Simon Johnson is the former Chief Economist for the International Monetary Fund (IMF) from 2007-2008.  He is currently the Ronald A. Kurtz Professor of Entrepreneurship at the MIT Sloan School of Management.  At his Baseline Scenario blog, Professor Johnson posted the following comments in reaction to Jon Huntsman’s policy page on financial reform and Huntsman’s October 19 opinion piece for The Wall Street Journal:

More bailouts and the reinforcement of moral hazard – protecting bankers and other creditors against the downside of their mistakes – is the last thing that the world’s financial system needs.   Yet this is also the main idea of the Obama administration.  Treasury Secretary Tim Geithner told the Fiscal Times this week that European leaders “are going to have to move more quickly to put in place a strong firewall to help protect countries that are undertaking reforms,” meaning more bailouts.  And this week we learned more about the underhand and undemocratic ways in which the Federal Reserve saved big banks last time around.  (You should read Ron Suskind’s book, Confidence Men: Wall Street, Washington, and the Education of a President, to understand Mr.

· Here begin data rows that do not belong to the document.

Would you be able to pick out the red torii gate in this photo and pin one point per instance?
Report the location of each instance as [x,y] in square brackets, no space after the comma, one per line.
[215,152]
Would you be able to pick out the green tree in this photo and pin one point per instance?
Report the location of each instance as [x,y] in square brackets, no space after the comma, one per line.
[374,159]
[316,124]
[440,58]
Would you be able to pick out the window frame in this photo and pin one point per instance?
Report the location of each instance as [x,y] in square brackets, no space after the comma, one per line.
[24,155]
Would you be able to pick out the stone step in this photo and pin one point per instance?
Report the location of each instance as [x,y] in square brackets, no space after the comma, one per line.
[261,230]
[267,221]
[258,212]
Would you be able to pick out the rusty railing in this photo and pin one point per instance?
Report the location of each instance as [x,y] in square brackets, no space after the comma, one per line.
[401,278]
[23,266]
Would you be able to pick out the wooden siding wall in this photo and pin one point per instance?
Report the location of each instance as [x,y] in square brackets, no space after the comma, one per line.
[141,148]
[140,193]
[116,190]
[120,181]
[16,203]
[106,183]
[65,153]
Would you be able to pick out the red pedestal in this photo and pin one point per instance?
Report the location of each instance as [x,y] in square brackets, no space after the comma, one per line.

Geithner’s philosophy of unconditional bailouts; remember that he was president of the New York Fed before become treasury secretary.)

Is there really no alternative to pouring good money after bad?

In a policy statement released this week, Governor Jon Huntsman articulates a coherent alternative approach to the financial sector, which begins with a diagnosis of our current problem:  Too Big To Fail banks,

“To protect taxpayers from future bailouts and stabilize America’s economic foundation, Jon Huntsman will end too-big-to-fail. Today we can already begin to see the outlines of the next financial crisis and bailouts. More than three years after the crisis and the accompanying bailouts, the six largest U.S. financial institutions are significantly bigger than they were before the crisis, having been encouraged by regulators to snap up Bear Stearns and other competitors at bargain prices”

Mr. Geithner feared the collapse of big banks in 2008-09 – but his policies have made them bigger.  This makes no sense.  Every opportunity should be taken to make the megabanks smaller and there are plenty of tools available, including hard size caps and a punitive tax on excessive size and leverage (with any proceeds from this tax being used to reduce the tax burden on the nonfinancial sector, which will otherwise be crushed by the big banks’ continued dangerous behavior).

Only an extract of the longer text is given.